Important Drug Facts

What should I do if medicine goes missing from my medicine cabinet?

According to the PartnershipTM for Drug-Free Kids, two-thirds of teens who report abuse of prescription medicine are getting them from friends, family and acquaintances. Because medicines can be found in medicine cabinets, top of dressers, and kitchen cabinets, take steps to ensure that all medications are monitored and secured. Properly dispose of unused and expired prescriptions and Over-The-Counter (OTC) drugs in your home.

Monitor - Take note of how many pills are in each of your prescription bottles or pill packets. Keep track of refills. If you find you need to refill your medicine more often than expected, that could indicate a problem. Be especially vigilant with medicines that are known to be addictive. Make sure your friends and relatives are also aware of the risks.

Secure - Be proactive about securing prescriptions the same way you would other valuables in your home. Take prescription medicine out of the medicine cabinet and secure them in a place only you know about. If possible, keep all medicines in a safe place, such as a locked cabinet.

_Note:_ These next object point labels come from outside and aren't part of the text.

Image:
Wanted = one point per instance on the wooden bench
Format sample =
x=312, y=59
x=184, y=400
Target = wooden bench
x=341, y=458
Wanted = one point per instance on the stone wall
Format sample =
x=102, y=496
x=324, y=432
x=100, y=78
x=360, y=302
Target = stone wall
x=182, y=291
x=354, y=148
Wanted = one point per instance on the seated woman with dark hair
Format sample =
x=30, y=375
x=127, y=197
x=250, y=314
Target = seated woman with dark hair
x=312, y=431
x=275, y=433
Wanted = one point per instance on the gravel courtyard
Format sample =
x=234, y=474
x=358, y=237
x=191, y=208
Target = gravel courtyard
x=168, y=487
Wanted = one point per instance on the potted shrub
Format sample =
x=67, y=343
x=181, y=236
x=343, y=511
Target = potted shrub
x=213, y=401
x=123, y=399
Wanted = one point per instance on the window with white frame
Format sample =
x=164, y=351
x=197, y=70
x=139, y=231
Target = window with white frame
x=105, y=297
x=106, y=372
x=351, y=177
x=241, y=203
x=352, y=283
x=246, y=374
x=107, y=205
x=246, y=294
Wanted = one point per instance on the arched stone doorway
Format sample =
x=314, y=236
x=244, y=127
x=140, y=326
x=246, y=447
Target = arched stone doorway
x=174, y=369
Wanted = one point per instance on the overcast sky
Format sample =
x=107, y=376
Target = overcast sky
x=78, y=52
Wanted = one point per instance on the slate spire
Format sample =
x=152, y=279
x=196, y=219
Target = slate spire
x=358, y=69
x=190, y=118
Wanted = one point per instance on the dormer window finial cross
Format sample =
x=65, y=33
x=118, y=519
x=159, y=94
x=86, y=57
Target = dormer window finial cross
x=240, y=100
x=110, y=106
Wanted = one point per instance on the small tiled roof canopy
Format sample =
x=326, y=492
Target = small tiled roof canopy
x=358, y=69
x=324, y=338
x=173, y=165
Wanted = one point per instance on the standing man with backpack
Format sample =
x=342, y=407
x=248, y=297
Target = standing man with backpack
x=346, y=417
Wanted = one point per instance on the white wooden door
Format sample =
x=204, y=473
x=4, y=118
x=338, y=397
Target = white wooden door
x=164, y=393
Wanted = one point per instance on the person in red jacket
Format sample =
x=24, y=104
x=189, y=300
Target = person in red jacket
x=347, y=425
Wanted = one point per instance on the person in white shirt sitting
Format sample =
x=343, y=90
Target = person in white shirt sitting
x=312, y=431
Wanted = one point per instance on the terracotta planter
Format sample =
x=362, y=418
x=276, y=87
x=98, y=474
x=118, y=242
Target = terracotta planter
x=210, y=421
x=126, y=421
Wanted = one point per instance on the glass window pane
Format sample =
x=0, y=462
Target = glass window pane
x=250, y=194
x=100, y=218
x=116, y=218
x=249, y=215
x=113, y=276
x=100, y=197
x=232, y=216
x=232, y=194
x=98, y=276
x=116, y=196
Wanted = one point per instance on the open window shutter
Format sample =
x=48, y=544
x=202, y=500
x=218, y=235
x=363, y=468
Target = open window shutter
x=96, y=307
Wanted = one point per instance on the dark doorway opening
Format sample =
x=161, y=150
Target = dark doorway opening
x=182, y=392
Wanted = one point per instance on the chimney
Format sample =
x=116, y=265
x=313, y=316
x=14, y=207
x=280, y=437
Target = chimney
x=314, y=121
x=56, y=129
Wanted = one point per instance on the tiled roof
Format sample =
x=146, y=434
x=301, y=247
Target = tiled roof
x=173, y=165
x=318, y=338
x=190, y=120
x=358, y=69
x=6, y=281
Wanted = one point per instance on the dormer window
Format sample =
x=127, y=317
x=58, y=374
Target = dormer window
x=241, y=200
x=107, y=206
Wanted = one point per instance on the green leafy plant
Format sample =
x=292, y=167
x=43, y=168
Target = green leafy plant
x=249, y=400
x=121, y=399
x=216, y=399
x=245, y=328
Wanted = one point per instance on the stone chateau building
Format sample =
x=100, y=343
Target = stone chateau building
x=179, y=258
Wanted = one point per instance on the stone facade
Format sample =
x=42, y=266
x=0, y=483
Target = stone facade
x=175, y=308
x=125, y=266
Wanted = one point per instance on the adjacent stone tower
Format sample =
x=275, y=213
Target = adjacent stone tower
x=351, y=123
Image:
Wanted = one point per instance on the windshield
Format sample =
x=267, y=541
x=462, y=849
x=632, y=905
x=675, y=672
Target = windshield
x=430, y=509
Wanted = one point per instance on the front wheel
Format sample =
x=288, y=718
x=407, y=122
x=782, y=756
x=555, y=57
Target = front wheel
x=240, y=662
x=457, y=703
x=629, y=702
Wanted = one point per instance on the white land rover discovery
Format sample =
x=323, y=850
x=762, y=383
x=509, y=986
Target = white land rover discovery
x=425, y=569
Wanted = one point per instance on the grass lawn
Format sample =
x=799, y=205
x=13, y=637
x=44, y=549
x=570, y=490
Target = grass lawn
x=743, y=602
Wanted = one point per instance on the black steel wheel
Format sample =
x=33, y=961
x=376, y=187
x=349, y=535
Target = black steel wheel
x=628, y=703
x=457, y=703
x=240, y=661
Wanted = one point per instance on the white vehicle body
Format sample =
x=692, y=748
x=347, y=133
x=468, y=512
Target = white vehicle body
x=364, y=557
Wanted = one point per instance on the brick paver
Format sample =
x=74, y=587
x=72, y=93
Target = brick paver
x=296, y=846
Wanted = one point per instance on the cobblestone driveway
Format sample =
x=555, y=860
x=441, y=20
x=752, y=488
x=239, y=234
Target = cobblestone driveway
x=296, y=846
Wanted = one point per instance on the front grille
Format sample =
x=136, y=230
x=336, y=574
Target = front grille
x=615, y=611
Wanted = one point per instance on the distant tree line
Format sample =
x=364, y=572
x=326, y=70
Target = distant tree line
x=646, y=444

Dispose - Safely dispose of expired or unused medicine. Take an inventory of all the medicine in your home. Start by discarding expired and unused Rx and OTC medicine. Participate in a safe drug disposal program. Find the center nearest you and dispose of your medicine properly.  Or find out about upcoming drug take-back day facilitated by the Drug Enforcement Administration (DEA).

If you do suspect that medicine is missing, here are some ways to get the conversation started with your family. 

Are Over-The-Counter (OTC) drugs dangerous?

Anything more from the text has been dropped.